Worse than unleashing the police might against him was the vilification campaign. Manish Tiwari's fulmination that he was corrupt from head to toe was the ideal oil to the fire. The aggression proved counter-productive and helped broaden the protests, which otherwise might have been far less severe.


Had the government been upright, this might have passed off as "firmness". But at the hands of the mega scam-tainted UPA government, it was only seen as haughtiness, which proved to be its undoing.


'Empire strikes back'


Ironically, there is a pattern to this "Empire Strikes Back" syndrome. All sort of enquiries are started against those who dare to say that the government is corrupt. Ramdev was a saint till he protested. Even Lalit Modi was fine till he blew the whistle on minister Shashi Tharoor in the IPL imbroglio. The message that went out loud and clear was that if anyone dared to protest against corruption in the government, he himself would be hauled over coals. If Anna Hazare's fast was blackmail, so was this tit for tat, and helped in adding indignation to public anger.

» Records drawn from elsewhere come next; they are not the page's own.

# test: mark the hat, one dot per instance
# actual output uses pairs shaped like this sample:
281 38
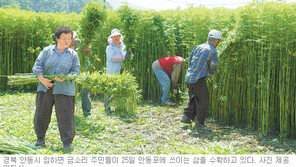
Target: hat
214 34
74 34
115 32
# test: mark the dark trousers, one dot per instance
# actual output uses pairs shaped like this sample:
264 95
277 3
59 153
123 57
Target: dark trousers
198 101
86 102
64 108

The government made another tactical error. What was revulsion towards the politicians in general was allowed to be focused on the government alone by keeping away the opposition parties from the preliminary negotiations with Team Anna on the Bill. No party can claim to be squeaking clean but the ill-thought-out policy of the government gave them a chance to strike a holier-than-thou attitude. Not only that, it brought almost the entire Opposition together. The more the government shouted that the campaign was an opposition conspiracy, the more isolated it found itself.


Even now, it is not too late to realise that corruption by a government functionary is the fountain-head of all corruption. When a minister takes his 10 per cent (if not more), he is giving an open general licence to the contractor to use substandard material. When a bureaucrat takes money on the sly for appointments and postings, he is making all his subordinates employ unfair means.

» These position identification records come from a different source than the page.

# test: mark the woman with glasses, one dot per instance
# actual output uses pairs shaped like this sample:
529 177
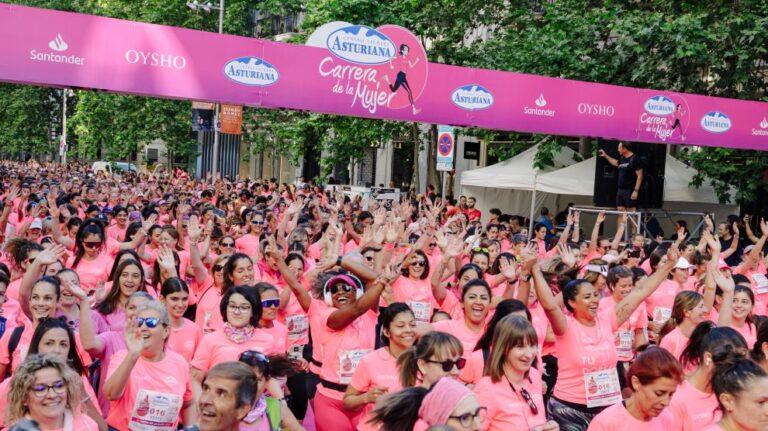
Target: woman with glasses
653 378
148 384
512 389
241 311
46 390
345 328
588 380
270 410
185 335
207 315
447 402
377 373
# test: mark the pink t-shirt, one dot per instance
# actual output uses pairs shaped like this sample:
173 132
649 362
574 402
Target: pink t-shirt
583 352
208 314
378 368
185 339
152 394
692 409
617 418
216 348
343 349
459 329
508 410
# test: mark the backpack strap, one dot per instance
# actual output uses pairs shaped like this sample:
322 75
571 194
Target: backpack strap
274 413
13 343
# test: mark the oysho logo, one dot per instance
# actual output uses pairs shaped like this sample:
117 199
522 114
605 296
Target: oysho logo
596 109
251 71
659 105
716 122
472 97
155 59
58 45
361 44
540 102
762 130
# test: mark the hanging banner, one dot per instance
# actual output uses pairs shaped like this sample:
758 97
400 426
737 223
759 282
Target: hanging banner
446 148
354 70
231 119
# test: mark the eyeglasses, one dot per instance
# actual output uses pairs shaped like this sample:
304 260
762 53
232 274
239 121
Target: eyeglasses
448 364
335 288
59 387
245 308
151 322
467 419
267 303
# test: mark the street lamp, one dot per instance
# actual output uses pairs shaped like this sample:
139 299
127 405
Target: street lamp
207 7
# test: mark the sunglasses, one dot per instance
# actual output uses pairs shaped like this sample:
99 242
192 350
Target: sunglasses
267 303
151 322
448 364
336 287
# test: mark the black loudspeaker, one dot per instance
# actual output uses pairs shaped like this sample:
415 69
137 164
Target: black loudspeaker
653 157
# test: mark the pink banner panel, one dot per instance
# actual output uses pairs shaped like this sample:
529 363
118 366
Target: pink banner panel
357 71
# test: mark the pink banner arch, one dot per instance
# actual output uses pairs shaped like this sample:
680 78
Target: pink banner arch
353 76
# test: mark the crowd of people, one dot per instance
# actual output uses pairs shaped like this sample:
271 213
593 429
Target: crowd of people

The public is in a cleft-stick and one has to shell out money even to get what is one's right. While the common man who is forced to pay a tidy sum to get his revenue record or driving licence or ration card in time is given sermons that he should be honest, hardly anything is done to those who demand and accept this bribe. Ironically, he is told that he is equally culpable. That is adding insult to injury.


Scratching the surface


When a man has to pay bribes even to get his due, he is encouraged to curry special favours from government functionaries by offering illegal gratification.


A few cases of action against corrupt officials are cited as the shining examples of a clean-up drive. Given the size of the country and the extent of corruption, these do not even constitute the scratching of the surface. In any case, even the action against men like Kalmadi and Raja came about after nationwide hue and cry.


In governance, what matters most is public perception. Ministers must not only be honest but also perceived to be so. Right now, quite the opposite is true. So many politicians have gone from rags to riches in such a short time that the entire class stands discredited in the public eye. The situation has deteriorated to such an extent that Mr Manmohan Singh's legendary honesty is being seen as no more than a mask behind which various ministers are looting the country. This image can be salvaged only through genuine action on the ground, not by unleashing legal eagles on the likes of Anna Hazare.


The Jan Lokpal Bill may have many flaws. Perhaps it is not the answer to the problem of corruption in the country. Anna Hazare's fast may amount to "blackmail". But what cannot be lost sight of is that it came after a never-ending cycle of scams, scandals and corruption.


The government should have seized the initiative with an even more potent Bill of its own, and made Team Anna redundant in the process. Instead, it came up with a hopelessly diluted "Jokepal Bill" and ended up smearing its own face with the accusation that it was going all out to protect the wrong-doers.


The UPA should consider itself lucky that the protests are being spearheaded by Gandhian crusaders. If it continues to sideline them, there is a very real danger of the movement passing into the hands of the people who have no respect for non-violent means. That is a possibility which every right-thinking person should be frightened of.